Ceritanya begini, saat masih dirumah, tiba-tiba ada saudara yang kirim pesan singkat, intinya minta bantuan untuk mencari fotocopy KTP 10 orang + fotocopy KTP saya, sebagai syarat keanggotaan parpol tertentu. Lah..ada apa ini? Tak ada angin tak ada hujan, kenapa tiba-tiba saya di sms seperti ini. Belum tentu juga saya mau (kata-kata di sms-nya cukup yakin kalau saya bersedia). Akhirnya, saya menjelaskan, bukan saya tidak bersedia, namun konsekwensinya berat. Apalagi kalau saya harus mengajak 10 orang. Secara otomatis 10 orang tersebut dibawah tanggungjawab saya. Padahal saya tidak tahu menahu apapun tentang kegiatan Parpol tersebut di daerah asal saya. Saya juga tidak pernah sekali pun ikut kegiatan Parpol tersebut. Jangankan kebijakan, orang-orang didalamnya saja saya tidak tahu. Intinya saya tidak tahu apapun tentang sepak terjang Parpol yang dimaksud tersebut.  Ini bukan hanya perkara saya mau atau tidak, namun bagaimana pertanggungjawaban selanjutnya. Bagaimanapun saya berdomisili di Jogja, bukan di kota kelahiran saya.


Partai Politik Vs Kepentingan Mahasiswa

Mungkin banyak yang tidak terima saat saya menghubungkan antara partai dan mahasiswa. Sebab selama ini mahasiswa diidentikkan sebagai komunitas independent yang tidak bisa disusupi oleh kepentingan partai macam apapun. Namun, sepertinya kita harus mulai bisa membuka mata dan telinga. Mahasiswa kita tetap saja manusia yang punya keberpihakan politik. Mereka tetap punya hak-hak politik mereka, untuk memilih, dipilih bahkan menjadi pengurus. Sayangnya ada banyak kejadian-kejadian di lapangan yang akhirnya membuat kita terutama yang mahasiswa harus sering-sering mengingatkan teman-teman satu perjuangan untuk tetap bisa berpikir rasional dan obyektif. Mendukung bukan berarti menyetujui segala hal.

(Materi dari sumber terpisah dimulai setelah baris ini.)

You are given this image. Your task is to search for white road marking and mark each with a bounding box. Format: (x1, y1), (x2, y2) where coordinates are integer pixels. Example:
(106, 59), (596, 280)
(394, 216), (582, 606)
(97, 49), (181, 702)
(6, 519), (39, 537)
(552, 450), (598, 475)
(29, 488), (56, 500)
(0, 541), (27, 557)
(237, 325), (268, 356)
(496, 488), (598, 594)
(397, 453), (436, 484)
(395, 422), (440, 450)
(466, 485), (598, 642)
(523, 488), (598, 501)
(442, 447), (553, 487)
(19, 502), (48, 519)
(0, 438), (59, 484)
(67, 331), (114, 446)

Kampus tempat saya belajar menyuguhkan banyak pilihan, termasuk juga pilihan untuk memilih partai politik. Bahkan ada partai politik yang punya masa pendukung yang cukup banayk dari kampus saya. lalu, salahkah? Tidak, itu tidak masalah. Sudut pandang kebebasan memilih mengatakan bahwa itu tidak salah. Namun, akan menjadi salah apabila cara mensikapinya ‘amburadul’. Sebagai contoh cara aktivasi masa. Pesan singkat aktivasi masa untuk Parpol tertentu dulu sering kali saya dapatkan. Mungkin karena saya terciri seperti pendukung parpol tertentu. Saya tidak pernah menyalahkan masalah itu, hanya saja bahasa yang digunakan untuk aktivasi adalah bahasa yang salah kaprah. Bagaimana tidak salah kaprah, kami semua disebut sebagai ‘kader kampus’, namun diajak aktivasi masyarakat untuk memilih salah satu pasangan calon (saat itu sedang pemilukada). Kebetulan calon tersebut berasal dari Parpol yang selama ini mempuyai banyak pendukung dari mahasiswa di kampus saya.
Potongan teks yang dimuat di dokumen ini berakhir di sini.